PepsiCo Inc.'s First-Quarter Earnings Fall 1.4% Due to Higher Costs
Operating profit declined in the quarter, primarily as a result of increased commodity costs which offset the benefits of net pricing and savings resulting from recent restructuring activities.
27 April 2012 --- PepsiCo has announced that its first-quarter net income has fallen slightly from a year ago.
Operating profit declined in the quarter, primarily as a result of increased commodity costs which offset the benefits of net pricing and savings resulting from recent restructuring activities.
In beverages, the company’s net revenue declined 2 percent, primarily reflecting the impact of the refranchising of the division’s beverage business in Mexico, which reduced net revenue by 4 percentage points.
Volumes declined 1 percent in the quarter, with gains in Latin America offset by a decline in North America. Non-carbonated beverages grew 1 percent offsetting a 2 –percentage-point decline in CSDs. The decline in North America in part reflects the impact of pricing actions taken.
"Our first quarter results reflect the strength of our brands which allowed us to implement significant pricing actions," said PepsiCo Chairman and CEO Indra Nooyi. "Effective pricing and packaging initiatives drove 5 percent constant currency net revenue growth, allowing us to substantially offset approximately $300 million in commodity cost inflation."
"With disciplined pricing now in place, we're doubling our focus on the other key initiatives for 2012. Our top priorities include stepping up our brand support through increased advertising and marketing, accelerating our innovation, and driving an aggressive productivity agenda that includes a significant restructuring program.
“All of these initiatives were launched in Q1 with good results, are on track, and will gain momentum as the year progresses. We're executing on a clear, deliberate game plan that will enhance our competitiveness while also positioning PepsiCo for sustainable growth and value creation for the long term."
In Europe net revenue increased 13 percent, reflecting the benefit of the Wimm-Bill-Dann (WBD) acquisition and 5 percentage points of effective net pricing, offset partially by unfavorable foreign currency translation impact of 4 percentage points.

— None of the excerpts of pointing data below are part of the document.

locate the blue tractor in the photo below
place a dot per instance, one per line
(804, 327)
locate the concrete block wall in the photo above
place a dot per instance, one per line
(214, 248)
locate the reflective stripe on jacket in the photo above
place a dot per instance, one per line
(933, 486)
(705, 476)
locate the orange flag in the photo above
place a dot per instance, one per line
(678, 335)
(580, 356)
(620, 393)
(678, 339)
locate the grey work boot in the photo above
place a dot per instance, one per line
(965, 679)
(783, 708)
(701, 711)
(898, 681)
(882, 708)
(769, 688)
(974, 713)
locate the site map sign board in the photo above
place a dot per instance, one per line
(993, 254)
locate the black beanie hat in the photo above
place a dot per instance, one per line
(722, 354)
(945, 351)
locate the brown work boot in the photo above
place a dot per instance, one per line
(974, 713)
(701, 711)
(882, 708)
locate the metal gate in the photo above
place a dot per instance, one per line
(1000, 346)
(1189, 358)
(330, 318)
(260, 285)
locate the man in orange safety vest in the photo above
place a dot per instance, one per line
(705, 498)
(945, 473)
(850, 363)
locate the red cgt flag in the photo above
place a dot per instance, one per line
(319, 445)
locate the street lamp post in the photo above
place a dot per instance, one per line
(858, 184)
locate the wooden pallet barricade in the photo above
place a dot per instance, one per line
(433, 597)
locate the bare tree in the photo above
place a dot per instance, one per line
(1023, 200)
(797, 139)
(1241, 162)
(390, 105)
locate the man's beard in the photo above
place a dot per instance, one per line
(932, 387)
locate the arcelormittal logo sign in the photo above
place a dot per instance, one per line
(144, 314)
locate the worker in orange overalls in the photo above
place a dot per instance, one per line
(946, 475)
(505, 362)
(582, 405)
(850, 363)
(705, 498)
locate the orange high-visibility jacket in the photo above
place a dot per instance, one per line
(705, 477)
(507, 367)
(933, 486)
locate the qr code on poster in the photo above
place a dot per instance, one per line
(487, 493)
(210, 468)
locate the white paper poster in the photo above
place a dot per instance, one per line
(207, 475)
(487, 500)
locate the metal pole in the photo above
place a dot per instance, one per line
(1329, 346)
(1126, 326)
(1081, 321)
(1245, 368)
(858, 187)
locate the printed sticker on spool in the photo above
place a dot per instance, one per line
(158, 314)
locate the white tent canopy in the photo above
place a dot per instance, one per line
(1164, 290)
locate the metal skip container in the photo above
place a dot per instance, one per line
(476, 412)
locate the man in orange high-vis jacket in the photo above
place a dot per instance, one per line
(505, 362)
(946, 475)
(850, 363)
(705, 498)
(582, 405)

In Asia, Middle East & Africa net revenue growth of 12 percent was driven by effective net pricing and volume growth. Snacks volume increased 16 percent and beverage volume grew 2 percent.
In their Frito Lay business net revenue grew 4 percent, reflecting 6 percentage points of effective net pricing. Net revenue growth was particularly strong in the C-store, Dollar and Foodservice channels, supported by innovation and increased media spending.